Anyway, freedom won’t be guaranteed on campus until everyone has a gun and Mr. Shurtleff is ready to fight to the finish against that protector of the bastions of academe, U of U President Bernie “Don’t Truck With Me” Machen. He seems to labor under the backward impression that institutions of learning are no place for the brandishing of firearms. Oh, these insidious liberals. Just because they are educated, they think they know more than the rest of us.

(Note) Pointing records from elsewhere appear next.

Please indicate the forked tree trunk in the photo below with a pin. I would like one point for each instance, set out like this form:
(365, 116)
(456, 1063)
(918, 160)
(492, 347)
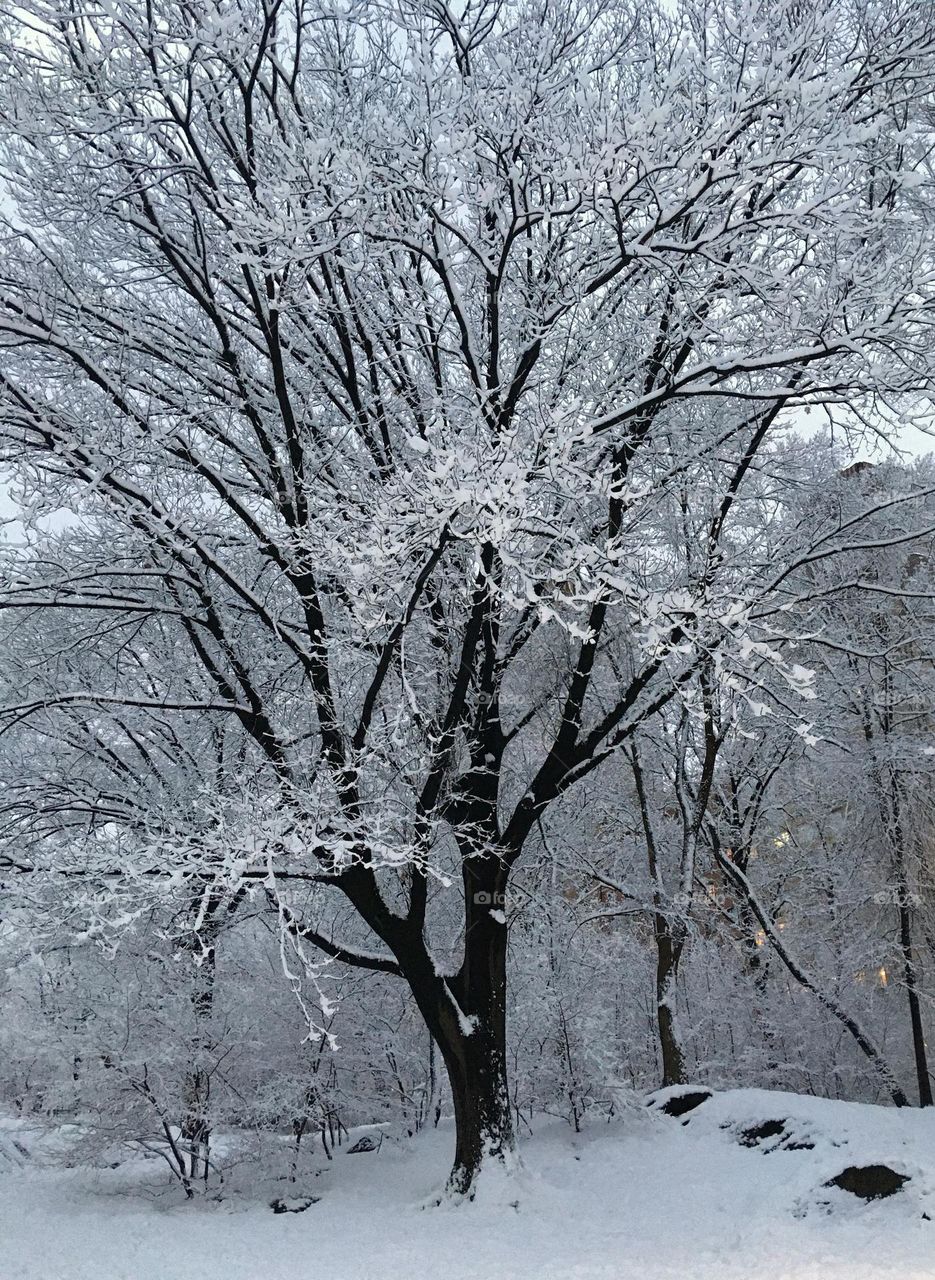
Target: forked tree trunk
(466, 1015)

News item: Noted U of U Law Prof. John Flynn has announced that he will resign from the faculty if the school is forced to allow concealed weapons on campus. Not only will tenured professors leave, but the school will be unable to attract top faculty candidates, Flynn told the Trib’s Dan Harrie. “Trying to recruit someone nationally when we’re known as the only major university in the country where guns are allowed on campus would be disastrous.”


• In a related item, Brigham Young University, a private school owned by the LDS church, does not allow firearms on campus.


• Speaking of guns and patriots, the geniuses that operate the Salt Palace Convention Center forced the Rocky Mountain Elk Foundation to cancel its February 2003 convention downtown because the International Sportsmen’s Exposition scheduled its show the same month at the South Towne Exposition Center. The Elk Foundation raises money for conservation projects benefiting elk. The sportsmen’s group, on the other hand, are the ones who like to shoot the elk.


The cancellation is expected to cost downtown merchants, restaurateurs and hoteliers tens of thousands of dollars. Where does the buck (no pun intended) stop?


• Last week, we noted that an evangelist and a Baptist were arrested on what used to be Main Street near the LDS Temple in Salt Lake City for handing out pamphlets. The pair was charged with trespassing.


But city prosecutor Sim Gil dismissed the charges because the issue of free speech on the public thoroughfare purchased by the LDS church is now before the federal 10th Circuit Court of Appeals.


For the time being, apparently, freedom rings. Get your skateboard, boom box and bikinis and head for Temple Square. Freedom of expression is apparently—but perhaps temporarily—OK. Does that mean we can take our guns, too?